A glass bulb 11 may be interposed between the two.

As a result, a gap 16 is formed between the face plate 10 and the frit glass 12 until the lacquer film 14 is decomposed, and after the lacquer film 14 is decomposed, the frit glass 12 is melted and the glass bulb 17 becomes a frit glass as shown in FIG. 1
2 and sealing is performed.

It should be noted that the present invention is not limited to the above-mentioned embodiments, but can be applied, for example, to a face plate in which a binder mixed with a phosphor is applied to the face plate by screen printing or the like, and a metal back layer is formed on the upper layer.
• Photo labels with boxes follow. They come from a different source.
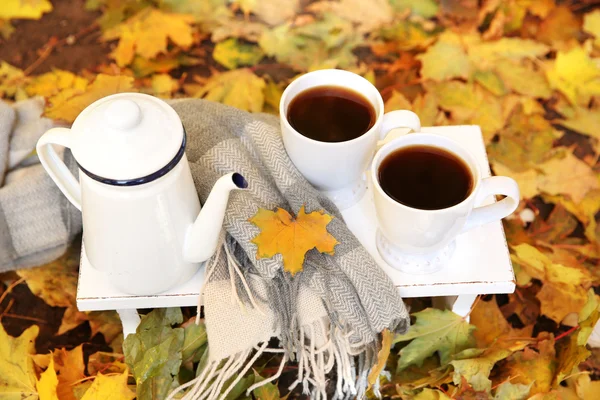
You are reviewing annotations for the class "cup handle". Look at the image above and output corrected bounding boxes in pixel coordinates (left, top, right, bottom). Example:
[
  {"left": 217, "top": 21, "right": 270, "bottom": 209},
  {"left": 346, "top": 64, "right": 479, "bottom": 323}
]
[
  {"left": 461, "top": 176, "right": 520, "bottom": 233},
  {"left": 379, "top": 110, "right": 421, "bottom": 140},
  {"left": 36, "top": 128, "right": 81, "bottom": 211}
]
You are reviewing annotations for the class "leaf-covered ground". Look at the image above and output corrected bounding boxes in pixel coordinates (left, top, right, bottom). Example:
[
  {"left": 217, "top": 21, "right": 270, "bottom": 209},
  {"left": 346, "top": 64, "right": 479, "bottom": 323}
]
[{"left": 0, "top": 0, "right": 600, "bottom": 400}]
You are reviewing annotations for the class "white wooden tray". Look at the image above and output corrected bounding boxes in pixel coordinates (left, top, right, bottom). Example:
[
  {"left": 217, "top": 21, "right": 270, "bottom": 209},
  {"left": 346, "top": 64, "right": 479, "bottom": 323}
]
[{"left": 77, "top": 125, "right": 515, "bottom": 311}]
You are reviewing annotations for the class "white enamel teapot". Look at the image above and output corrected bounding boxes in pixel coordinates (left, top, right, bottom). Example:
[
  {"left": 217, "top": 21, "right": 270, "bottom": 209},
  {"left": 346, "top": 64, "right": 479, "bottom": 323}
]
[{"left": 37, "top": 93, "right": 247, "bottom": 295}]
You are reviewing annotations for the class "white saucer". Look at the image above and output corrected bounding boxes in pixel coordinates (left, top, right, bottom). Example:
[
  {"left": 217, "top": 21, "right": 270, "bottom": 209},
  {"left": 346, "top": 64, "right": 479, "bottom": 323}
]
[{"left": 341, "top": 125, "right": 515, "bottom": 297}]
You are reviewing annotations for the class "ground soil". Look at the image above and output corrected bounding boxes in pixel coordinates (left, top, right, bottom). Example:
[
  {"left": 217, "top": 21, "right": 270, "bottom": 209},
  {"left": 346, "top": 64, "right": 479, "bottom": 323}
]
[{"left": 0, "top": 0, "right": 110, "bottom": 75}]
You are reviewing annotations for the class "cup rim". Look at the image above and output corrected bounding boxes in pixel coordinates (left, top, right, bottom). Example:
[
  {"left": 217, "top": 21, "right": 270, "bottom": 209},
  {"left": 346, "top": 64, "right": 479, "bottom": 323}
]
[
  {"left": 279, "top": 68, "right": 384, "bottom": 147},
  {"left": 371, "top": 132, "right": 481, "bottom": 214}
]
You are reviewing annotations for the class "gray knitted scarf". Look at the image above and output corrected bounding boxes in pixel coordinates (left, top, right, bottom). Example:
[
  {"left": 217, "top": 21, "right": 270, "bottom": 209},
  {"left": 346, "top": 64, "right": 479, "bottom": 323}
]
[{"left": 171, "top": 100, "right": 409, "bottom": 400}]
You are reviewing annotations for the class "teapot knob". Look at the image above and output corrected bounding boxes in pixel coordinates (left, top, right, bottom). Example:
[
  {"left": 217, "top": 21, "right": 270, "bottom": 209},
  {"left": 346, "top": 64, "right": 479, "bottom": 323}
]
[{"left": 105, "top": 99, "right": 142, "bottom": 130}]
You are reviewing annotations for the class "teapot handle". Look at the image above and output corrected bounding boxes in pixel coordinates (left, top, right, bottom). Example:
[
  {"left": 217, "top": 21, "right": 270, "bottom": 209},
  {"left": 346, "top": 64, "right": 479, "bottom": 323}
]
[{"left": 36, "top": 128, "right": 81, "bottom": 211}]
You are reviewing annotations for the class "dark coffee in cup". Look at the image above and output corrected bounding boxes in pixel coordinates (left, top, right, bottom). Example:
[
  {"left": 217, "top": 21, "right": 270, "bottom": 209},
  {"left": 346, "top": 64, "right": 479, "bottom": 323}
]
[
  {"left": 378, "top": 145, "right": 474, "bottom": 210},
  {"left": 287, "top": 86, "right": 376, "bottom": 142}
]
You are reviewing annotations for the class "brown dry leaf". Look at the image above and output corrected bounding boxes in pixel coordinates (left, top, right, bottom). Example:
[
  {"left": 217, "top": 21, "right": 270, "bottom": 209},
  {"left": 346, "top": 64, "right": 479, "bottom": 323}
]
[
  {"left": 546, "top": 47, "right": 600, "bottom": 105},
  {"left": 17, "top": 246, "right": 79, "bottom": 316},
  {"left": 250, "top": 206, "right": 338, "bottom": 275},
  {"left": 417, "top": 31, "right": 472, "bottom": 82},
  {"left": 450, "top": 342, "right": 527, "bottom": 392},
  {"left": 159, "top": 0, "right": 232, "bottom": 32},
  {"left": 385, "top": 90, "right": 412, "bottom": 112},
  {"left": 35, "top": 358, "right": 58, "bottom": 400},
  {"left": 367, "top": 329, "right": 394, "bottom": 387},
  {"left": 535, "top": 5, "right": 581, "bottom": 47},
  {"left": 583, "top": 10, "right": 600, "bottom": 47},
  {"left": 537, "top": 283, "right": 587, "bottom": 323},
  {"left": 487, "top": 105, "right": 559, "bottom": 175},
  {"left": 467, "top": 36, "right": 550, "bottom": 70},
  {"left": 0, "top": 61, "right": 28, "bottom": 100},
  {"left": 81, "top": 371, "right": 135, "bottom": 400},
  {"left": 184, "top": 68, "right": 265, "bottom": 112},
  {"left": 45, "top": 74, "right": 133, "bottom": 122},
  {"left": 411, "top": 92, "right": 445, "bottom": 126},
  {"left": 494, "top": 332, "right": 556, "bottom": 395},
  {"left": 102, "top": 8, "right": 194, "bottom": 67},
  {"left": 87, "top": 351, "right": 128, "bottom": 375},
  {"left": 513, "top": 243, "right": 593, "bottom": 323},
  {"left": 0, "top": 0, "right": 52, "bottom": 19},
  {"left": 151, "top": 74, "right": 179, "bottom": 98},
  {"left": 259, "top": 13, "right": 363, "bottom": 71},
  {"left": 495, "top": 60, "right": 552, "bottom": 99},
  {"left": 500, "top": 290, "right": 540, "bottom": 326},
  {"left": 554, "top": 289, "right": 600, "bottom": 387},
  {"left": 85, "top": 311, "right": 123, "bottom": 351},
  {"left": 33, "top": 345, "right": 85, "bottom": 400},
  {"left": 557, "top": 107, "right": 600, "bottom": 139},
  {"left": 470, "top": 299, "right": 533, "bottom": 347},
  {"left": 371, "top": 20, "right": 436, "bottom": 50},
  {"left": 233, "top": 0, "right": 300, "bottom": 26},
  {"left": 0, "top": 324, "right": 39, "bottom": 400},
  {"left": 426, "top": 81, "right": 505, "bottom": 142},
  {"left": 492, "top": 152, "right": 600, "bottom": 204},
  {"left": 308, "top": 0, "right": 393, "bottom": 33},
  {"left": 25, "top": 69, "right": 88, "bottom": 97}
]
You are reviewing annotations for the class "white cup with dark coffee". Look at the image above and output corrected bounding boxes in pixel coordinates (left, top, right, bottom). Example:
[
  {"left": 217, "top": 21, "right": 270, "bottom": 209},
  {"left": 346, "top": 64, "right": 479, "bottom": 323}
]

Good too.

As explained above, this invention uses frit glass having a melting point higher than the decomposition temperature of the binder, and forms a gap between the cone portion and the face plate that communicates the inside and outside of the bulb until the decomposition of the binder is completed. The decomposition of the binder and the welding of the face plate to the cone portion can be performed in one heating process, thereby simplifying the work process.

[Brief explanation of the drawing]

1 and 2 are drawings showing a conventional face welding type cathode ray tube, Fig. 3 is a drawing showing a face welding type cathode ray tube according to the present invention, and Figs. 4 and 5 are drawings showing another embodiment of the present invention. It is a drawing showing an example. 10... Face plate, 11... Coin part, 12...
... Fritted glass, 12a ... Convex portion, 13 ... Fluorescent film,
14...Binder, 16...Gap, 17...Glass bulb.

Claims (1)

[Claims] 1. A flat face plate with a lacquer film formed on the fluorescent film or a fluorescent film containing a binder and a metal back layer formed on the soil layer is placed on the opening end surface of the cone part.
When airtightly sealing using frit glass with a melting point higher than the decomposition temperature of the lacquer film or binder, there is a gap between the cone and the face plate that communicates the inside and outside of the bulb until the decomposition of the lacquer film or binder is completed. A method of manufacturing a cathode ray tube, comprising: forming a cathode ray tube.